Saturday, November 12, 2016

The Inexcusable Arrogance of The Pundits

Tuesday, Donald Trump defeated Hillary Cinton to become President-elect of the United States.  Trump celebrated the win late that night, Ms. Clinton conceded early Wednesday morning, but as the week ended the major pundits were largely unwilling to admit that they were wrong.   Excuses for blowing the call ranged from blaming inaccuracy on late voter decisions to complex explanations that – statistically – the pundits weren’t that far off.  

For example, Nate Silver (who boasted for four years how well he did in predicting state and national results in 2012),  presented a weak defense of his statistical model.

Silver also claimed that the results were within the standard margin-of-error, implying that he didn’t really get it wrong.

Silver gave Trump a 29% chance of winning early Tuesday night.  It’s important to keep in mind that Silver also limited Trump’s chances of winning to 12.6% back on October 18,

and that Silver’s forecast fluctuated as polls did; Silver locked his forecast into poll accuracy, even though he claimed to adjust for bias and outliers – he bluntly failed to consider the effect of groupthink.

Next up is the Huffington Post, which boldly predicted a 98% chance of a Clinton win, then blamed the loss on a “black swan event” (and Trump only a 2% chance),

which amounts to claiming no one could have seen it coming.   This would be a lie.

The New York Times gave Clinton an 85% chance of winning the day of the election, down a bit from 93% on October 25.   This equated to giving Trump a 15% chance, up from 7% on the respective dates.

Rather than candidly admit their bias and its results, the NYT actually blamed … the data itself.   Hypocrisy in print, folks.

Larry Sabato, who has made a nice living from predicting elections over the years, actually claiming a 99% success rate in 2004 and 97% in 2012.

Sabato called 347 Electoral Votes for Clinton this year, which cannot be sanely called anything but a faceplant.

Forbes, best-known for business reporting, also got into the election forecast game, and when they got it badly wrong they blamed ‘statistical error’.

And so it goes.    At this writing, exactly none of the people who made money and gained fame from predicting elections, had the guts to plainly admit they got this one completely wrong.

Why should we care?  Because a lot of media paid attention to these pundits all through the election, especially at the end.  They threw out predictions that were clearly way off the mark.  A lot of them have offered excuses, but let’s step back and see why the explanations are worthless.

Silver, for example, goes into great detail about different factors and how they influenced the election results. 

Some of that is interesting reading, but the sum effect is that it comes off as butt-covering, not least because any professional should have properly included such factors in their pre-election forecast.

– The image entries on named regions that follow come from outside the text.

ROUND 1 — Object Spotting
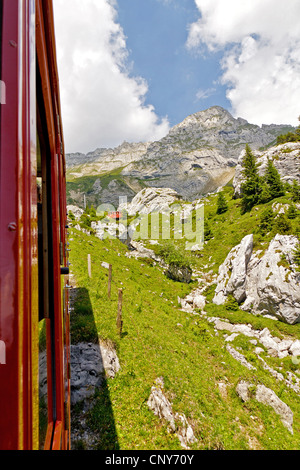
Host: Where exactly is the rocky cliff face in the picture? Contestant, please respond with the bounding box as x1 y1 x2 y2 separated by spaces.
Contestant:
213 234 300 324
67 106 292 207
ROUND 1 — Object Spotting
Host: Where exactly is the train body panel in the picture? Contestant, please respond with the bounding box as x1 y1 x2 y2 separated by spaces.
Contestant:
0 0 70 450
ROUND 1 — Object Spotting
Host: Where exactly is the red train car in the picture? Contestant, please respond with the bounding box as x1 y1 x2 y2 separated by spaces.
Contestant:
0 0 70 450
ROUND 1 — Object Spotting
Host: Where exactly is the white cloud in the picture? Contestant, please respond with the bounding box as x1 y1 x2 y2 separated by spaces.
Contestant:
54 0 169 153
187 0 300 125
196 88 216 100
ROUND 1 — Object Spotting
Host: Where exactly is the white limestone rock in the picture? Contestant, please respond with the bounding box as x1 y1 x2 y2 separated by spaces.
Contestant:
213 234 253 305
213 234 300 324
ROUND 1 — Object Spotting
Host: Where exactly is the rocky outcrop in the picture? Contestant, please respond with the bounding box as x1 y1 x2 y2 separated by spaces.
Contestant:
147 377 197 449
233 142 300 198
66 110 293 205
70 343 120 405
236 381 293 434
214 234 253 305
213 235 300 324
118 188 181 217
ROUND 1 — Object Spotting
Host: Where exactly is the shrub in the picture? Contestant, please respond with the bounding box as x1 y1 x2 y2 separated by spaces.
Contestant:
273 214 292 235
154 242 190 268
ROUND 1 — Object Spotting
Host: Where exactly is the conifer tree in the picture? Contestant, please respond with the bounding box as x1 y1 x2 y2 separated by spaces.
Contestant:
241 144 262 213
291 180 300 202
259 180 272 204
217 191 228 214
265 159 285 199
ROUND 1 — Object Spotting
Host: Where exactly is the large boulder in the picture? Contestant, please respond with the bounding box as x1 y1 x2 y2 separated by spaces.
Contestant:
213 234 300 324
242 235 300 324
119 188 181 216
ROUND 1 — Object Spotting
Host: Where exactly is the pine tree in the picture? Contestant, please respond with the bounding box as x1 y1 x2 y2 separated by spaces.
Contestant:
291 180 300 202
241 144 262 213
259 180 272 204
217 192 228 214
265 159 285 199
204 218 213 241
294 243 300 271
258 207 275 235
286 204 298 219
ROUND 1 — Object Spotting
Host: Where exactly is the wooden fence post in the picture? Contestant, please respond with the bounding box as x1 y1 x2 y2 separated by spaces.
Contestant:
88 254 92 278
108 264 112 299
117 289 123 336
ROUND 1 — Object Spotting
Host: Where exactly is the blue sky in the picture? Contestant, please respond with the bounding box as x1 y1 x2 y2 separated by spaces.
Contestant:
117 0 230 126
53 0 300 153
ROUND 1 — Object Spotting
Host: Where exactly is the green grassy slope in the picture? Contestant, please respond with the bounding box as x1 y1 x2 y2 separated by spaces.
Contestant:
70 188 300 450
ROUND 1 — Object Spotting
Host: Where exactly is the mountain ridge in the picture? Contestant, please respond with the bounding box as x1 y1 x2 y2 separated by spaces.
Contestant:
66 106 294 208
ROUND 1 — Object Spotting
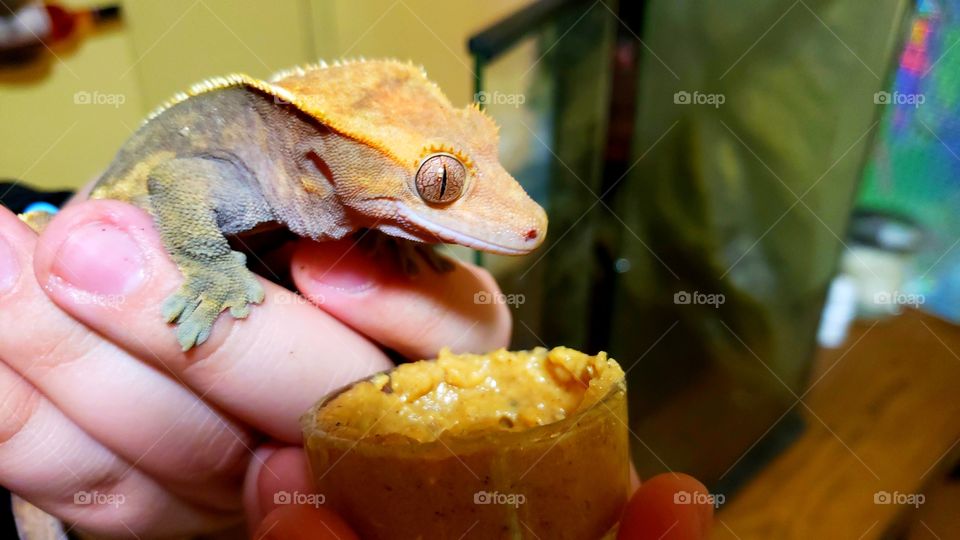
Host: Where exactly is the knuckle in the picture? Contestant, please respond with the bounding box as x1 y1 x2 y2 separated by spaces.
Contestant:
0 379 40 446
183 419 253 481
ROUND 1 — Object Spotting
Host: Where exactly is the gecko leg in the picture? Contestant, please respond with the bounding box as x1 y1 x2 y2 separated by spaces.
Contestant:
147 158 264 351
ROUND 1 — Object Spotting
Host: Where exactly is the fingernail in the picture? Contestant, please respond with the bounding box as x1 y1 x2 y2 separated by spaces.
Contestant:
308 241 379 294
52 222 146 295
0 236 20 294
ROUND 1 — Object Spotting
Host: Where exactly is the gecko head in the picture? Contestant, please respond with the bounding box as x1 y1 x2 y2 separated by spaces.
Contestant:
273 60 547 255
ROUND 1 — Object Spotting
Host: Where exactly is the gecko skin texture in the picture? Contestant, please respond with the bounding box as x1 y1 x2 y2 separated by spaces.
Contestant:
91 60 547 351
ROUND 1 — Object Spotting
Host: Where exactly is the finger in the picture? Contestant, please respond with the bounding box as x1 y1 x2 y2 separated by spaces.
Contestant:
245 446 357 540
34 200 390 443
617 473 713 540
254 506 359 540
244 444 313 530
0 363 235 536
0 205 252 510
292 240 510 359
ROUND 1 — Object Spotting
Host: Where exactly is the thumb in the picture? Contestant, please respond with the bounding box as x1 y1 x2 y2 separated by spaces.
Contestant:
253 505 360 540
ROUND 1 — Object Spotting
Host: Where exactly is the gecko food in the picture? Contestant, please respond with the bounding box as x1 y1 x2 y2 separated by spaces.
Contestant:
302 347 629 539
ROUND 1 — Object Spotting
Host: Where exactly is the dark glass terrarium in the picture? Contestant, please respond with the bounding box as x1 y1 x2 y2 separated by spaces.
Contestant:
469 0 909 492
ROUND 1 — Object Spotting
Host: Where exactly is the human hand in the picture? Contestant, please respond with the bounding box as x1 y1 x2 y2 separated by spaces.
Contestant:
251 466 713 540
0 201 510 537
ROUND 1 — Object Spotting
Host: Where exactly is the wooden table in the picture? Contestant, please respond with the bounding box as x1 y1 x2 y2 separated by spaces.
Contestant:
713 311 960 540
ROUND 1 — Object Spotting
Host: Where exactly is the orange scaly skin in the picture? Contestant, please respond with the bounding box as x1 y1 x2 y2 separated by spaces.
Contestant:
91 57 547 350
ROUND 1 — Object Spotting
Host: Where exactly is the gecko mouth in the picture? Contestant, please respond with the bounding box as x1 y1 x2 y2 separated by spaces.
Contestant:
401 206 531 255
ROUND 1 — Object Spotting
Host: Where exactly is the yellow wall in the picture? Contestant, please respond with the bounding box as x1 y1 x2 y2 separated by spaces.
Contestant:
0 0 531 188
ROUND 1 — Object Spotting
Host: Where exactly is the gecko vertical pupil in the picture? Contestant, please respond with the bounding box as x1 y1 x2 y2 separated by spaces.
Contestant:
417 154 467 204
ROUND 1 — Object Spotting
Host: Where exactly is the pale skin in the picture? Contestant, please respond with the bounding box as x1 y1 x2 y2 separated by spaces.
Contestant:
0 193 510 537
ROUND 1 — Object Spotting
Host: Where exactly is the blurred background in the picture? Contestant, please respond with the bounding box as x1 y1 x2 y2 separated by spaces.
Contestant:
0 0 960 538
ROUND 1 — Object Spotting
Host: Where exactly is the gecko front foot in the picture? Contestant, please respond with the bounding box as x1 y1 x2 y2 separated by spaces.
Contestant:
163 251 263 351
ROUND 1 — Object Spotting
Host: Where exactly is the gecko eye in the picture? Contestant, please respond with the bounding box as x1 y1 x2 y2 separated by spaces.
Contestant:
417 154 467 204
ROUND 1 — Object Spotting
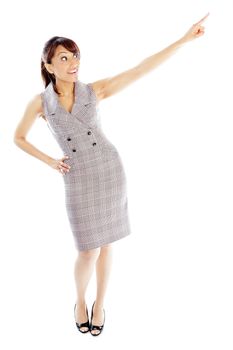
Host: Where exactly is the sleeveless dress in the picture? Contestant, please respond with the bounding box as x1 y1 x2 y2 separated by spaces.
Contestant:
41 80 131 251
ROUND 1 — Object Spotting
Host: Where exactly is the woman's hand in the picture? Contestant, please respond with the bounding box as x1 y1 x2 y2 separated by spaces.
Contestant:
181 12 209 42
48 156 70 175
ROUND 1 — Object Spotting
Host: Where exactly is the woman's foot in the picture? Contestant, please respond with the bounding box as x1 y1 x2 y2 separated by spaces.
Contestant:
90 302 105 335
74 303 89 333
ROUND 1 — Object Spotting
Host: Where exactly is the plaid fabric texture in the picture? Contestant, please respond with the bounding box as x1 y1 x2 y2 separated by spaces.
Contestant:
41 80 131 251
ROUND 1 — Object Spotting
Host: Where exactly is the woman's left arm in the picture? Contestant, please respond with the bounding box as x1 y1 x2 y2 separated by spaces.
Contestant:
91 13 209 100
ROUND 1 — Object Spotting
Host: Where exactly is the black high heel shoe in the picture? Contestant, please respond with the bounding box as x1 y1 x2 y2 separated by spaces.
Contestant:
74 303 90 333
90 301 105 336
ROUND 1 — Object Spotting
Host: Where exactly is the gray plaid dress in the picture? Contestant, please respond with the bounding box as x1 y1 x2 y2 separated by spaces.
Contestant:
41 80 131 251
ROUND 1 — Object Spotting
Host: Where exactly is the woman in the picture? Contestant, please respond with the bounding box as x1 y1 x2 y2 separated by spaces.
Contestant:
14 14 209 336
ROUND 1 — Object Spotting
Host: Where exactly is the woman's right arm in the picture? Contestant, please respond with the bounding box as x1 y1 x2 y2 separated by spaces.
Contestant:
14 94 69 173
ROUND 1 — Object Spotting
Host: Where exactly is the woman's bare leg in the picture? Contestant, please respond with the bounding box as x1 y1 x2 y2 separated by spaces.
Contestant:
74 248 100 331
92 244 112 334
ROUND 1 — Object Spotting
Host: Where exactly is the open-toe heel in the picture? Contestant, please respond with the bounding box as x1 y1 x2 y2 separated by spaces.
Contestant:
90 302 105 336
74 303 90 333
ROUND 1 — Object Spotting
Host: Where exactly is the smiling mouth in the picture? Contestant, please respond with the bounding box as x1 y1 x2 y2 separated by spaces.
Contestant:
68 69 77 74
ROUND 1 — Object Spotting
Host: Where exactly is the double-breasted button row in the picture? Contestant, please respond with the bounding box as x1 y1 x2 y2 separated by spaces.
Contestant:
67 130 96 152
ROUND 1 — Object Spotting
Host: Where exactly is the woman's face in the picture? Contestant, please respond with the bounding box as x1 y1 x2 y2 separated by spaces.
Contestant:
45 45 80 82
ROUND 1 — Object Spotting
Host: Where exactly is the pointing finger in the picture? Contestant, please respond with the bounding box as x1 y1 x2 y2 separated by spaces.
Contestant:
194 12 210 26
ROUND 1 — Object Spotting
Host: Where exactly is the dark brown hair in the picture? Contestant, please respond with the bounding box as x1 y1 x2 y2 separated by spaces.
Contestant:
41 36 80 94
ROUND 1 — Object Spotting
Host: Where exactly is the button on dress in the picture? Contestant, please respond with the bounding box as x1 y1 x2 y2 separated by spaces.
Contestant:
41 80 131 251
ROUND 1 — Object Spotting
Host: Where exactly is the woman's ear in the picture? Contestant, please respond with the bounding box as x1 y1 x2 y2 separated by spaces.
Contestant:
44 63 53 74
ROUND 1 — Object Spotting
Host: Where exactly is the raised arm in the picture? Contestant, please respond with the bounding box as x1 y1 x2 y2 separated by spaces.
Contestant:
91 13 209 100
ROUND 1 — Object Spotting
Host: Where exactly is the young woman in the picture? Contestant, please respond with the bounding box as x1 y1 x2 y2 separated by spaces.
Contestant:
14 14 209 336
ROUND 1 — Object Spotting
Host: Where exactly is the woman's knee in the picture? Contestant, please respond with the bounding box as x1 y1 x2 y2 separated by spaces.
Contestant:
79 248 100 260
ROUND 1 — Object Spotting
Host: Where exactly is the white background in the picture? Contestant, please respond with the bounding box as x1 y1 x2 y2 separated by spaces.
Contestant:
0 0 233 350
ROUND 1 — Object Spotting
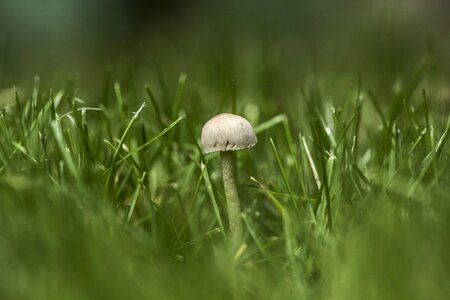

So what should the forecast have looked like?  To answer that, we need to step back and ask what we expect from a forecast.  A forecast should have general similarity to what actually happens.  For example, in a weather forecast we often hear about, say, a ‘30% chance of rain’.  That’s actually a little vague, since it doesn’t tell us where that rain will happen or when, but if we hear 30%, we would expect some clouds and only in some places.  A completely clear, sunny day or a torrential downpour would mean the forecast was wrong, no matter what explanation the weather guy offered. So the election results can be seen this way:

In a straight look at the Popular Vote, Hillary Clinton claimed 47.8% to Trump’s 47.3%.   Of course, the actual election does not depend on the Popular Vote, but this result is consistent with a national picture, and the main point is that none of the major pundits gave Trump a 47.3% chance.  By this metric, the major polls grade out this way in their calls:

FOX News: Called 44% for Trump (-3.3%), called 48% for Clinton (+0.2%), aggregate (-3.5%)
LA Times:  Called 47% for Trump, (-0.3%), called 44% for Clinton (-3.8%), aggregate (-4.1%)
ABC/WaPo: Called 43% for Trump (-4.3%), called 47% for Clinton (-0.8%), aggregate (-5.1%)
IBD/TIPP:  Called 45% for Trump, (-2.3%), called 43% for Clinton (-4.8%), aggregate (-7.1%)
CBS News: Called 41% for Trump (-6.3%), called 45% for Clinton (-2.8%) aggregate (-9.1%)
Bloomberg: Called 41% for Trump (-6.3%), called 44% for Clinton (-3.8%), aggregate (-10.1%)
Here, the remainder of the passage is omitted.